E il mio cuore trasparente
Il cuore trasparente è quello di Lancelot, inabissatosi in una gelida notte d'inverno nelle acque scure del fiume Omoko. A trascinarlo con sé nell'oblio è stata la moglie Irina, sprofondando nelle tenebre di una strana morte, in un'auto non sua. Irina, grande amore, per la quale Lancelot, uomo che "coltivava una piacevole solitudine", si è strappato all'abbraccio noioso di una vita accanto alla prima ciarliera consorte, Elisabeth. Irina che filma gli orsi e non vuole bambini, Irina orfana e amante degli alcolici: è da questo passato, una normale esistenza da coniugi, che Lancelot crede di dover ripartire per mettere una toppa alla nuova assenza (così forte da aver plasmato una presenza), estirpando sul nascere la malapianta della disperazione. Eppure, sarà proprio il decesso dell'amata a disseminare nuovi giorni di indecifrabili, inquietanti indizi: il padre della donna, ritornato da un'infanzia mai abbastanza raccontata; case viste assieme ad un'agente immobiliare rosa confetto, mai acquistate; legami che si credevano corrosi dal tempo, e invece sono ancora forti, con uno sconosciuto gruppo radicale antivivisezione. Tutto sembra portare verso Irina, ma un'Irina che Lancelot crede di non aver mai conosciuto, il negativo di una donna bellissima, forse troppo. Ma chi è stata, chi è, davvero, Irina?
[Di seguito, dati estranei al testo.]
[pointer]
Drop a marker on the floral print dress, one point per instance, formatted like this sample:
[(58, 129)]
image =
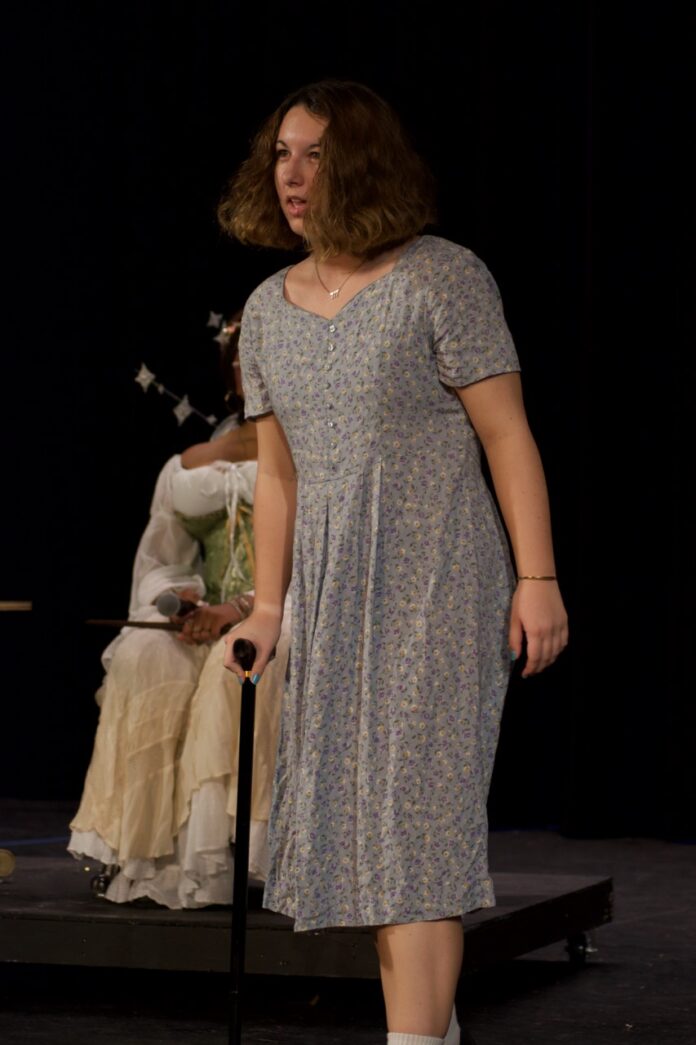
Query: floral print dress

Una storia che prende avvio mentre già scorrono i titoli di coda, in attesa solo della parola "fine": E il mio cuore trasparente riavvolge così il nastro del rapporto tra Lancelot e Irina, facendo cadere i semi del dubbio nelle crepe aperte tra le sicurezze. Véronique Ovaldé, autrice di romanzi tradotti in tutto il mondo, crea una crudele, secca messa in scena del più fondamentale e sconosciuto dei sentimenti: l'amore. Quello qui descritto è vissuto da personaggi che della propria estraneità alla realtà hanno fatto una forza, resi affascinanti da solitarie ossessioni, i cui rapporti e gesti paiono essere imprigionati sotto strati di neve croccante: un amore fatto e detto dentro una bolla di ambiguità, dove i dialoghi si assottigliano fino all'essenziale, le passioni covano segrete, e il volto dell'amato ha una sconosciuta zona d'ombra. In questo romanzo la Ovaldé condensa un magnifico, sottile ed intelligente talento da storyteller per imbastire un romanzo sull'impossibile, inutile convinzione di conoscere "l'altro", in un gioco di rimandi e allusioni dove i sentimenti, perdendo la patina di univocità, si rivelano scatole vuote, da riempire a piacimento. Qui non si scivola e non si incespica nonostante un terreno ghiacciato dalla scomparsa di qualsivoglia certezza, dove ciò che si credeva non è, e ciò che non si sospettava controlla e domina i nostri giorni da sempre.